Im Nachsatz provoziert er gleich alle, die das etwas gemächlichere Hören gewohnt sind: "Im Zweifelsfall habe ich es lieber etwas zu laut und zu schnell!" Die vielversprechende Kampfansage eines Vollblutschauspielers an das etwas mit Patina behaftete Konzept "Dichterlesung".

Joachim Meyerhoff wird aus "ich die eule von wien" vortragen, einer Sammlung von Texten Walter Buchebners. Der 2011 im Verlag Edition Atelier erschienene Band enthält Buchebners Tagebucheinträge und seine von den Beat Poets der Fünfzigerjahre inspirierte Lyrik.

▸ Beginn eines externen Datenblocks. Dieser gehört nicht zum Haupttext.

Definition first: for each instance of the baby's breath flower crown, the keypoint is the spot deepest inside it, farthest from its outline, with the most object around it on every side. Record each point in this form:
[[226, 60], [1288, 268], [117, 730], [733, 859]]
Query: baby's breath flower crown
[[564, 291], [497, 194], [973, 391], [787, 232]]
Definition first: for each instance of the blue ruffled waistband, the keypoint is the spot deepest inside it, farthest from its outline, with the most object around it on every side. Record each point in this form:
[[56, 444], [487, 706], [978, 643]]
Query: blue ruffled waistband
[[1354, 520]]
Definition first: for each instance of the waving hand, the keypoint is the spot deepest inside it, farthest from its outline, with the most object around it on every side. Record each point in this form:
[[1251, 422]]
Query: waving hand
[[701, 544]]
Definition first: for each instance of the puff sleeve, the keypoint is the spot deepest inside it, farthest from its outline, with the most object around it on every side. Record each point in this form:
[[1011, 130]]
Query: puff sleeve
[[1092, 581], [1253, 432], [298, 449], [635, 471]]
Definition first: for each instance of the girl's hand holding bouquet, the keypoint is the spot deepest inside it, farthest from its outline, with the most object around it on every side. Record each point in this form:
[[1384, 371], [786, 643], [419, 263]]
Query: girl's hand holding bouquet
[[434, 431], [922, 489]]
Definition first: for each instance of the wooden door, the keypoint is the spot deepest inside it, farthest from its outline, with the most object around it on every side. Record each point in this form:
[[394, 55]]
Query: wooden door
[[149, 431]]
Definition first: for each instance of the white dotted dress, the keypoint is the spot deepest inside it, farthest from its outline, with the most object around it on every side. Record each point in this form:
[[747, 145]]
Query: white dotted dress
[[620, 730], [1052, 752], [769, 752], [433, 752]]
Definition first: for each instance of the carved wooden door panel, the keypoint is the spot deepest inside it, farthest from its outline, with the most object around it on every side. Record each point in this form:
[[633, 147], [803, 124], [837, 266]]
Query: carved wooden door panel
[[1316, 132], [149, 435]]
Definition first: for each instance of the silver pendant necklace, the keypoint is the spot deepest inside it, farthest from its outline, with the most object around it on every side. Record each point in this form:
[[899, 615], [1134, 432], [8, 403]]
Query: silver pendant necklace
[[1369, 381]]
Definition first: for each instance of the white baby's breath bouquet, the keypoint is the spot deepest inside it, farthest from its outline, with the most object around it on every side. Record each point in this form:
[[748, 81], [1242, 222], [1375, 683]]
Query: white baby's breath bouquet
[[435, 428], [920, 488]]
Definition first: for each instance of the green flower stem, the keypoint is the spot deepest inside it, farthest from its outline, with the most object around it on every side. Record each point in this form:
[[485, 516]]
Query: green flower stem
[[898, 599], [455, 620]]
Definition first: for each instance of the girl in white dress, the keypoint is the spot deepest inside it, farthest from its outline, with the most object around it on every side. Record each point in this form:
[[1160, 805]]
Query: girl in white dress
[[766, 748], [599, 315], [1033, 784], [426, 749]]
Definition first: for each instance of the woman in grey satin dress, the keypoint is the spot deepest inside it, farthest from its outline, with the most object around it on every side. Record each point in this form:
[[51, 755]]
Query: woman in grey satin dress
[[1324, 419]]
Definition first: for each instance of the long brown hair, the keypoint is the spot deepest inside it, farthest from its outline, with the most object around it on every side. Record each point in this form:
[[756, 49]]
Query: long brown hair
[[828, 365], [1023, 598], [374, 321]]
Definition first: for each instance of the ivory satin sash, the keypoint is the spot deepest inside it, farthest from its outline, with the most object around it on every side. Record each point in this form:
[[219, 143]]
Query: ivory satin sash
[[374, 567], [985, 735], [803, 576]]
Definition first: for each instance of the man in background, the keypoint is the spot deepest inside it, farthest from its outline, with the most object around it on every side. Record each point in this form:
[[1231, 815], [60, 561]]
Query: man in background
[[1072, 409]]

"Lyrik hat unterschwellig oft so einen bedeutungsschwangeren Beigeschmack. Da dagegenzulesen scheint mir mit Buchebner geradezu zwingend. Diese Gedichte sind nun wahrlich keine wabernden Wortgebilde, das ist alles sehr konkret", freut sich Meyerhoff, der 1967 im saarländischen Homburg geboren wurde, drei Jahre, nachdem sich Walter Buchebner wegen eines schmerzvollen Nierenleidens in Wien 35-jährig das Leben nahm.

Mit den Texten des unglücklichen Poeten wurde Meyerhoff im Zuge der Verleihung des Bremer Literaturpreises 2012 bekannt. Dort wurden er und Marlene Streeruwitz für ihre jeweiligen Romane ausgezeichnet. Streeruwitz erwähnte Buchebner in ihrer Dankesrede:

"Über Herausgeberin Daniela Strigl kam ich dann zu dieser sehr schönen, seltsam schweren und mit von Buchebner gefertigten Zeichnungen versehenen Ausgabe – von Gedicht zu Gedicht nahm meine Lust zu, das laut zu lesen."

Eine Gemeinsamkeit gibt es zwischen dem Dichter und seinem heute in Wien lebenden Interpreten: Sie sind "Zuag'raste". Buchebner stammt aus Mürzzuschlag, Meyerhoff wechselte 2005 vom Hamburger Schauspielhaus ins Burg-Ensemble. Freilich, gerade geht er für einige Produktionen nach Deutschland und lässt Wien teilweise hinter sich.

"wien ist wie eine geliebte die abreist während du schläfst", schrieb Buchebner. In Meyerhoffs Fall ist er es, der abreist, denn wie viele Künstler verbinden ihn mit Wien zwiespältige Gefühle:

"Die Stadt verwandelt permanent Abneigung gegen sie in Bindung – je mehr man wieder weg will, desto mehr kommt man an. Sehr seltsam. Ich laufe viel durch die Außenbezirke. Vor zwei Tagen auf der Quellenstraße sah ich direkt nebeneinander eine Dönerbude, ein Bestattungsunternehmen mit Totenkissen, ein Fachgeschäft für Turbane und Schleier und einen Sexshop, in dem die Schaufensterpuppen Strapse und Hexenmasken trugen. Überall Spektakel!"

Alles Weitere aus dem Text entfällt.